President and First Lady Obama Address Black Grads

Published May 11, 2010

Students at two historically black colleges received send-offs they will never forget courtesy of President and First Lady Obama. Over the weekend, the President spoke to more than a thousand students at Virginia's Hampton University and the First Lady addressed nearly 270 grads at the University of Arkansas at Pine Bluff.  Their speeches were distinct in tone but unified in their hopeful message.

This was the first time either of them had addressed a historically black college and it couldn't have come at a better time. The Obamas did their best to offer words of encouragement to students who must feel a bit ambivalent about launching into a workforce that is far from welcoming.  With the black unemployment rate in the double digits, the new grads' hopeful aspirations will be tempered by harsh realities once they leave the safety of their campus cocoons.

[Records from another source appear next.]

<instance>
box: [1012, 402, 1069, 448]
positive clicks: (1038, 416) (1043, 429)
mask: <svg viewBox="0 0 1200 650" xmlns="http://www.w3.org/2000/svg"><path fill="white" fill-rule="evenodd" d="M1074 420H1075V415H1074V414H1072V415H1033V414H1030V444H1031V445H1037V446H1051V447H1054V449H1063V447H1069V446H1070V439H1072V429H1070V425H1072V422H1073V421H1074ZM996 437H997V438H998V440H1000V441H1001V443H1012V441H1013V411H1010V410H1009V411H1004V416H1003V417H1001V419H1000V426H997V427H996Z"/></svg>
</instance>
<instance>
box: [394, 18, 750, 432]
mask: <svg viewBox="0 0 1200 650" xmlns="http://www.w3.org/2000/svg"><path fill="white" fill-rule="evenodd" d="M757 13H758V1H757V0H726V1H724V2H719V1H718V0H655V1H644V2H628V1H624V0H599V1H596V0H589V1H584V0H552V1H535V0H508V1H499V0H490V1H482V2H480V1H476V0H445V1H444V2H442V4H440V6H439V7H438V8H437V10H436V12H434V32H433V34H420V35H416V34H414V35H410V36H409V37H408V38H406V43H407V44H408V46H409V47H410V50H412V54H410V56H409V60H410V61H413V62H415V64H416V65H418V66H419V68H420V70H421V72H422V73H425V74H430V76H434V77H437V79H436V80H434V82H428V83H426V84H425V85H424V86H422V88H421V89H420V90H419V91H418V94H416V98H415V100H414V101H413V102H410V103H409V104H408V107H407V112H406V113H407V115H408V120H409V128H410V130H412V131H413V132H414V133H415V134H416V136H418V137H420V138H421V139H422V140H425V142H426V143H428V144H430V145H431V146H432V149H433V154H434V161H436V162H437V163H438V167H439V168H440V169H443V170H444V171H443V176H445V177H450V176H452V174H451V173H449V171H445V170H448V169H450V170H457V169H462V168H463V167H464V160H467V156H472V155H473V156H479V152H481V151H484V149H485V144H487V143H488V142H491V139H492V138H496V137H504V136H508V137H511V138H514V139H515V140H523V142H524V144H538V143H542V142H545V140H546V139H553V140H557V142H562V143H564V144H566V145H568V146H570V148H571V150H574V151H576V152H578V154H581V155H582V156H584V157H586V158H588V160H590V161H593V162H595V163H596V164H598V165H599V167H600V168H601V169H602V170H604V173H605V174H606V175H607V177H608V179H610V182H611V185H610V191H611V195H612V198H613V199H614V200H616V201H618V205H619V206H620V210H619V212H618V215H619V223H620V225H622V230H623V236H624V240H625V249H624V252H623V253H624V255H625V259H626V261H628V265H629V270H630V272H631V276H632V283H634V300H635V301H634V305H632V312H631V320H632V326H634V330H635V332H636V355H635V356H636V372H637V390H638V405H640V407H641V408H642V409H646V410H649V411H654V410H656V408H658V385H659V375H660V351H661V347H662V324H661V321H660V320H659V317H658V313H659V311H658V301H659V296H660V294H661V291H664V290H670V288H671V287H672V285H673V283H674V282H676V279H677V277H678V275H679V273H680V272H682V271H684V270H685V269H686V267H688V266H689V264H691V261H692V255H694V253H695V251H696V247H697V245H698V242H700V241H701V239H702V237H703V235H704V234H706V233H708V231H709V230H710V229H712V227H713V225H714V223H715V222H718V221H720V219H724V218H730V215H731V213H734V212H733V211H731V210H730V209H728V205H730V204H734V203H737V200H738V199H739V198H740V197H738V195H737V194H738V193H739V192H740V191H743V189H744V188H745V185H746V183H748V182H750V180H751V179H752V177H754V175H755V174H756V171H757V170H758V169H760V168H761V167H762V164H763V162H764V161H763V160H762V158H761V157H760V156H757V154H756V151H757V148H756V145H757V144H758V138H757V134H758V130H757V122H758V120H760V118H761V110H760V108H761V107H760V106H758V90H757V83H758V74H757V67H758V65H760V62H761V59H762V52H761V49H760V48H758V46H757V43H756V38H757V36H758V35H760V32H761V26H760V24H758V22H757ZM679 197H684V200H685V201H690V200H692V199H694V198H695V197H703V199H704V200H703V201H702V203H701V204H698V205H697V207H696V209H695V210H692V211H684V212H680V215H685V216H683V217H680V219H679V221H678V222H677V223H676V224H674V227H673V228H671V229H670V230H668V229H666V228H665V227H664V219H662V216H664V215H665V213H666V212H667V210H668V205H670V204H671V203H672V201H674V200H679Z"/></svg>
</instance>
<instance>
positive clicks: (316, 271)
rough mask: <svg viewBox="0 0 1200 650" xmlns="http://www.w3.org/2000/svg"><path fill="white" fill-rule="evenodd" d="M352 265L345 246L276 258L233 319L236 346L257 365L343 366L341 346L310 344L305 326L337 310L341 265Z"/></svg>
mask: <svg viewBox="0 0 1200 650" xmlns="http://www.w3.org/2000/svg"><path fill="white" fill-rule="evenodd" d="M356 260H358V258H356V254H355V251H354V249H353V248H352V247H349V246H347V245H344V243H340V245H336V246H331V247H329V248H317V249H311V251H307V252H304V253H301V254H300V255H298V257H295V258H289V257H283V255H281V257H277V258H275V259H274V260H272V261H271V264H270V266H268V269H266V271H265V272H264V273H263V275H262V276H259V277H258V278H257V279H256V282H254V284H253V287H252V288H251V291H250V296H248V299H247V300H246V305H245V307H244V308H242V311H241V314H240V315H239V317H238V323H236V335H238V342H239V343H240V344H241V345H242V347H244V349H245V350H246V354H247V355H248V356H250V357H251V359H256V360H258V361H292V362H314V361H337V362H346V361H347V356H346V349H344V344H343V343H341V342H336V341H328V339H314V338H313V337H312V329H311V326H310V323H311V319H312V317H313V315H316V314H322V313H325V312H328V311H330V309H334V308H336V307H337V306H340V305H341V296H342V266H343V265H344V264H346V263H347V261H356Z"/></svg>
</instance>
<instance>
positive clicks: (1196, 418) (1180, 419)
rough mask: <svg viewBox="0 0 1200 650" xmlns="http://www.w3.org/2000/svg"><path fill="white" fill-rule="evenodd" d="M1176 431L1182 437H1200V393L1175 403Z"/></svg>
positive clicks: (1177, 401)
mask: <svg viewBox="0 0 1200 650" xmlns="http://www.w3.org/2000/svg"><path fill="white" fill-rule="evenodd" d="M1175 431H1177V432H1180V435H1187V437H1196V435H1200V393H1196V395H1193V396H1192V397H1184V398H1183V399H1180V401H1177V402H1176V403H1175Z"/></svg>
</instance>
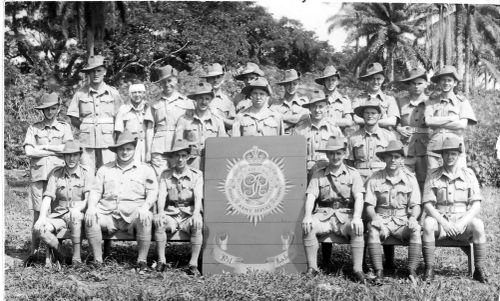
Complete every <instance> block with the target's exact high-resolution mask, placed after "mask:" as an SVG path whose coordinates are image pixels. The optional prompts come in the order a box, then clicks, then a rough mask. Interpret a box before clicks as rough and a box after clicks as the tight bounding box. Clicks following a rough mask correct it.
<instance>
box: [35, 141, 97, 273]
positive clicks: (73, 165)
mask: <svg viewBox="0 0 500 301" xmlns="http://www.w3.org/2000/svg"><path fill="white" fill-rule="evenodd" d="M82 151H83V149H82V148H81V147H80V145H79V144H78V143H77V142H74V141H68V142H67V143H66V145H65V147H64V149H63V150H62V151H61V152H59V154H61V155H63V156H64V162H65V166H64V167H57V168H55V169H54V170H53V171H52V173H51V174H50V176H49V181H48V184H47V189H46V190H45V192H44V193H43V201H42V206H41V210H40V217H39V218H38V221H37V222H36V223H35V227H34V228H33V231H34V232H35V234H36V235H39V236H40V237H41V238H42V239H43V241H45V243H46V244H47V245H48V246H49V248H50V249H51V250H52V251H53V252H54V255H55V256H56V259H57V260H58V261H59V262H60V263H64V258H63V254H62V252H61V250H60V249H59V240H58V239H57V237H56V235H57V232H59V231H60V230H62V229H64V228H66V229H69V230H70V231H71V242H72V243H73V258H72V263H73V264H81V263H82V258H81V255H80V250H81V243H82V239H81V232H82V221H83V214H84V212H85V209H86V208H87V200H88V197H89V189H90V186H91V185H92V183H93V179H94V174H93V173H91V172H89V171H87V168H85V167H84V166H82V165H80V156H81V154H82Z"/></svg>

The First Couple drew inspiration from those early students who bravely dared to pursue education during a time when slavery had barely begun to loosen its grip.  The President talked about Hampton's founders saying, "They recognized, as Frederick Douglass once put it, that education means emancipation. They recognized that education is how America and its people might fulfill our promise."  Similarly, Mrs. Obama evoked the legacy of the University of Arkansas at Pine Bluff's first seven students. She said, "If those seven students could have the audacity to take their place here 135 years ago, if they could insist on fulfilling their God-given potential and staking their claim on the promise of this great nation, then surely, all of you can too."

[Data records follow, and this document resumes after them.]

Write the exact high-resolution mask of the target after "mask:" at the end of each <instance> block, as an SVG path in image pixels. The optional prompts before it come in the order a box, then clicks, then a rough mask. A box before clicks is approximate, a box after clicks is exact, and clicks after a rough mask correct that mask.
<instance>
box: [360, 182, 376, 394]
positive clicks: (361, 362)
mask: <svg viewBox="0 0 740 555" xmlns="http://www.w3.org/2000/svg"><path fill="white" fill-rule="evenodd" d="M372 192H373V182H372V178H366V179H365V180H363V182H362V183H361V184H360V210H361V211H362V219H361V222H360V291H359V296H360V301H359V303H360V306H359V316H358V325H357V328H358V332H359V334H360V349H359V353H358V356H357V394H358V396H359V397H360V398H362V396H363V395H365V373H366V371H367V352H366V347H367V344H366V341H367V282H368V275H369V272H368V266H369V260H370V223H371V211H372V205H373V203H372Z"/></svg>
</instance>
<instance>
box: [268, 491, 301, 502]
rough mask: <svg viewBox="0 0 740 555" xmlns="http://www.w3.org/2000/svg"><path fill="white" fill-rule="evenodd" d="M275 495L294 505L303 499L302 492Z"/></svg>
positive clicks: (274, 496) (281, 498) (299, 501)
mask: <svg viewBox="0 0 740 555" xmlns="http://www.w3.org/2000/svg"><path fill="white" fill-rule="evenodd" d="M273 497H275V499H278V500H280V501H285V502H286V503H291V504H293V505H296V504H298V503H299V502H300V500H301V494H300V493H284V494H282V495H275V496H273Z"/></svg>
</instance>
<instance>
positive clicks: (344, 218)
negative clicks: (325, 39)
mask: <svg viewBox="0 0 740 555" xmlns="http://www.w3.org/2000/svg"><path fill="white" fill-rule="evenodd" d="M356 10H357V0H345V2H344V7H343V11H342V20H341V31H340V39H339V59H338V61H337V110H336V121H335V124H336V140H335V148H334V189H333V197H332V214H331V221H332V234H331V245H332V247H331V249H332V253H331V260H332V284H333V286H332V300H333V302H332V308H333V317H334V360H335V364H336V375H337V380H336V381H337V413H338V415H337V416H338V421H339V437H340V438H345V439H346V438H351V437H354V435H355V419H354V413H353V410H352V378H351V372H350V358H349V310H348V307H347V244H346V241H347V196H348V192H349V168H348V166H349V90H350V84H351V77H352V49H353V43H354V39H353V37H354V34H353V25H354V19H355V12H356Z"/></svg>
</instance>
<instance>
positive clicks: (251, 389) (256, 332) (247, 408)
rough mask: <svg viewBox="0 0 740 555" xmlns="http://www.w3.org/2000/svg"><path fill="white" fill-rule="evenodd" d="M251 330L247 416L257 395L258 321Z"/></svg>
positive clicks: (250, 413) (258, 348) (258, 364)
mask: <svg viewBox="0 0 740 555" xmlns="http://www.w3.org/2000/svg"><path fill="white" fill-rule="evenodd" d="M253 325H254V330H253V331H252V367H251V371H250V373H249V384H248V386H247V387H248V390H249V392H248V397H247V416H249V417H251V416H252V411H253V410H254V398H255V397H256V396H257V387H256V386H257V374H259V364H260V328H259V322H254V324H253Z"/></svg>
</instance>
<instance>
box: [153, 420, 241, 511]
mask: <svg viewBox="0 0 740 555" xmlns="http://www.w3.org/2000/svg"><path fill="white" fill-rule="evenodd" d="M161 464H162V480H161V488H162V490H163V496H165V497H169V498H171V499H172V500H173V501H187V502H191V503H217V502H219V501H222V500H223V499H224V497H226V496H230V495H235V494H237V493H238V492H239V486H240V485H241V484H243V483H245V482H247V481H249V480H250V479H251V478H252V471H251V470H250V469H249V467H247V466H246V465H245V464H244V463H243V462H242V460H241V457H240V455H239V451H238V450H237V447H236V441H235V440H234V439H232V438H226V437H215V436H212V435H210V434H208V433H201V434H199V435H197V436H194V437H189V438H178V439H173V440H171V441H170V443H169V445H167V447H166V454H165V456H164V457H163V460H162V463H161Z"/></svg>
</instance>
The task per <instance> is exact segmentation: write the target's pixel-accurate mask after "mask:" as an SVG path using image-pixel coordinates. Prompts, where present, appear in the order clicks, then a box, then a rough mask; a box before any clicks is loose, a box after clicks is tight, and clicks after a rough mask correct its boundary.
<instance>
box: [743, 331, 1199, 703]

But the risky job climate was not lost on the President and First Lady.  It was the elephant in the room and nobody was ignoring it. President Obama encouraged students to use their education like a weapon to meet the challenges of today."You’re entering the job market, in an era of heightened international competition, with an economy that’s still rebounding from the worst crisis since the Great Depression."  The First Lady also acknowledged that tough times lie ahead but told students, “Whenever you get discouraged — and you will, when you start to lose heart and you want to give up — and you will, I want you to think about all those who came before you."

 

These commencement addresses were more than mere pep talks like those given to soldiers before they enter battle. The Obamas left graduates with a set of challenges to meet. The President enlisted students to become role models for their peers back home and to help close the education gap that looms over our community.  "All of us have a responsibility, as Americans, to change this," the President said. "to offer every child in this country an education that will make them competitive in our knowledge economy." Mrs. Obama told students not to rest on their new degrees but bring others with them along the way.  She said, "Plenty of folks who've been raised in privilege have gone on to change the world because they had the discipline and drive to set high expectations for themselves, to use their resources to meet those expectations - and to pull others up along the way." 


Back in 1991, President H.W. Bush was the featured speaker at Hampton University's commencement.  But this time, the nation's first African American president walked away with a gift for his time and effort. President Obama received a seedling from a tree on Hampton's campus which served as a meeting place where escaped slaves learned to read and write. Obama promises to plant that seedling at the White House, a fitting tribute for someone is now planting seeds of hope in the hearts of the newest crop of young black leaders, the Class of 2010.